# 4.10. Customer Profiling and Data Visualisations

Contents
1.  Importing Libraries
2.  Import Dataframe
3.  Checking Imported Datatframes
4.  Security Implications
5.  Creating new regions column (grouping)
6.  Creating an exclusion flag
7.  Create customer profiles
8.  Using the loc() function to create the profiles individually
9.  Visualising distribution of profiles
10. Descriptive statistics for customer profiles
11. Crosstab of customer profiles and department_id
12. Bar chart showing sum of orders per customer profile
13. Bar chart to show sum of orders per department
14. Export Final Dataframe

# 01. Importing Libraries

In [None]:
import pandas as pd
import numpy as np
import os
import matplotlib.pyplot as plt
import seaborn as sns
import scipy

# 02. Import Dataframe

In [None]:
# create path
path =r'C:\Users\mngun\Documents\11_2023_InstaCart_asket_Analysis'

In [None]:
# import dataframe using created path
ords_prods_cust = pd.read_pickle(os.path.join(path, '02_Data','Prepared Data','ords_prods_cust.pkl'))

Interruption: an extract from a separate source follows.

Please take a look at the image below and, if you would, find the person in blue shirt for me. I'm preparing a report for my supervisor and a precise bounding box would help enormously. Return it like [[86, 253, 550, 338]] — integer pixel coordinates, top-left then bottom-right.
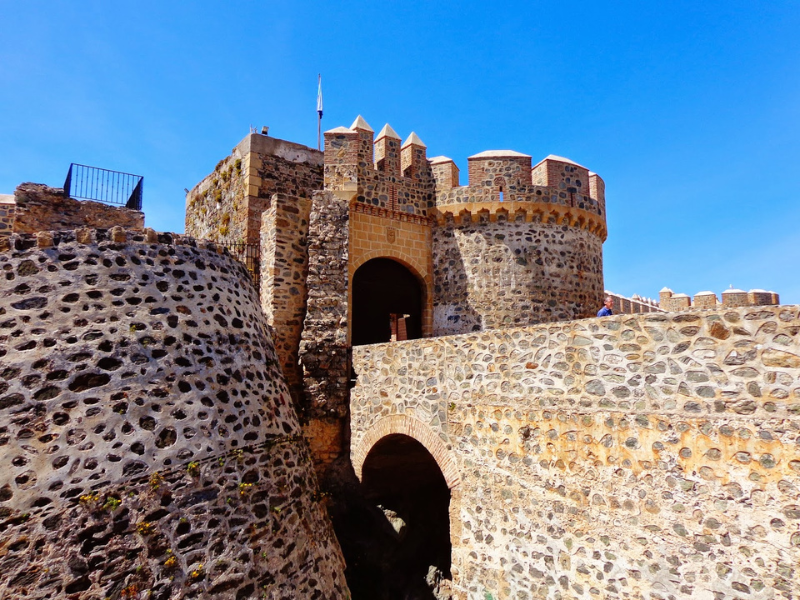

# 03. Checking imported dataframe

In [None]:
# Checking dataframe shape
ords_prods_cust.shape

In [None]:
# Checking dataframe columns
ords_prods_cust.head()

In [None]:
ords_prods_cust.columns.to_list()

# 04. Security Implications

- the dataframe does not contain any information which could be directly linked to any individual since there are no addresses, or names

# 05. Creating a new 'regions' column from state groupings

In [None]:
# using .loc function to create 
ords_prods_cust.loc[ords_prods_cust['state'].isin(['Maine','New Hampshire','Vermont','Massachusetts','Rhode Island','Connecticut', 'New York', 'Pennsylvannia', 'New Jersey']), 'region'] = 'Northeast'

In [None]:
ords_prods_cust.loc[ords_prods_cust['state'].isin(['Wisconsin','Michigan','Illinois','Indiana','Ohio','North Dakota','South Dakota','Nebraska','Kansas','Minnesota','Iowa','Missouri']), 'region'] = 'Midwest'

In [None]:
ords_prods_cust.loc[ords_prods_cust['state'].isin(['Delaware','Maryland','District of Columbia','Virginia','West Virginia','North Carolina','South Carolina','Georgia','Florida','Kentucky','Tennessee','Mississippi','Alabama','Oklahoma','Texas','Arkansas','Louisiana']), 'region']= 'South'


In [None]:
ords_prods_cust.loc[ords_prods_cust['state'].isin(['Idaho','Montana','Wyoming','Nevada','Utah','Colorado','Arizona','New Mexico','Alaska','Washington','Oregon','California','Hawaii']), 'region']= 'West'

In [None]:
# checking shape after new column creation
ords_prods_cust.shape

In [None]:
# confirming results
ords_prods_cust.tail()

In [None]:
crosstab = pd.crosstab(ords_prods_cust['spending_flag'], ords_prods_cust['region'], dropna = False)

In [None]:
crosstab

# 06.Creating exclusion flag

In [None]:
# create a column in dataframe to count the max number of orders per user_id
ords_prods_cust['max_order_nr'] = ords_prods_cust.groupby('user_id')['order_number'].transform('max')

In [None]:
# create a True/False indicator column based on the criteria for maximum number of orders
ords_prods_cust['exclusion_flag'] = ords_prods_cust['max_order_nr']<5

In [None]:
# confirm success of creating columns and exclusion flag
ords_prods_cust.head()

In [None]:
# drop max_order_nr column from ords_prods_cust dataframe
ords_prods_cust = ords_prods_cust.drop('max_order_nr', axis = 1)

In [None]:
# creating a new dataframe customers with a false flag in exclusion flag column 
frequent_customers = ords_prods_cust[ords_prods_cust['exclusion_flag']== False]

In [None]:
frequent_customers.shape

# 07. Create customer profiles

In [None]:
frequent_customers.columns

In [None]:
# dropping 3 unneeded columns for memory
frequent_customers = frequent_customers.drop(columns=['average_price','_merge','exclusion_flag'])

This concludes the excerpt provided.